With the recent explosion in popularity of digital media applications, modern home theatre receivers have developed to the point where the term receiver is really a misnomer. A modern receiver is actually a complex switching device with a myriad of audio and video inputs and outputs, both analog and digital. In addition to the traditional analog audio inputs and outputs, typical receivers now support switching of digital audio from various streams, and both analog and digital video. Furthermore, with increased adoption of surround sound systems in the consumer market (e.g., Dolby or dts), digital audio streams are typically encoded, and output channel counts have increased substantially from stereo to 2.1, 5.1, and 7.1. Even car audio receivers have increased channel counts as manufacturers adopt techniques like bi-amping and tri-amping to meet consumer demands. Add HDMI with its encoded digital audio to the mix, and the prospect of conducting audio tests becomes daunting.

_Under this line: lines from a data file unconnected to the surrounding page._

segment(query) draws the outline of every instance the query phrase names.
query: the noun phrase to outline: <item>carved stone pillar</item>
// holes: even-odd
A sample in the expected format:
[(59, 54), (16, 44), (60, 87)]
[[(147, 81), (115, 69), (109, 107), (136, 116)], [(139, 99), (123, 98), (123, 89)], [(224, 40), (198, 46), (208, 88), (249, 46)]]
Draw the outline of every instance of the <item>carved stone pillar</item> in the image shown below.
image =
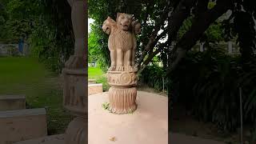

In addition, class D amplifiers may contain elevated noise in the region above 20 kHz. Normally, a 20 kHz low-pass filter is used to limit noise measurements to the audible frequency range. However, the 3 to 6 pole low pass filter used in most audio analyzers may not be sharp enough to eliminate all of this extra noise, so the measurement accuracy may be impacted. A better filter to use is a low-pass filter conforming to the AES-17 standard. Originally intended for measuring D/A converters, this sharp low-pass filter is also ideal for measuring class D amplifiers. For Audio Precision's 2700 Series, the optional S-AES17 filter is available. All of the built-in digital filters present in APx analyzers already provide a sharp cut-off, so this issue is no longer a concern.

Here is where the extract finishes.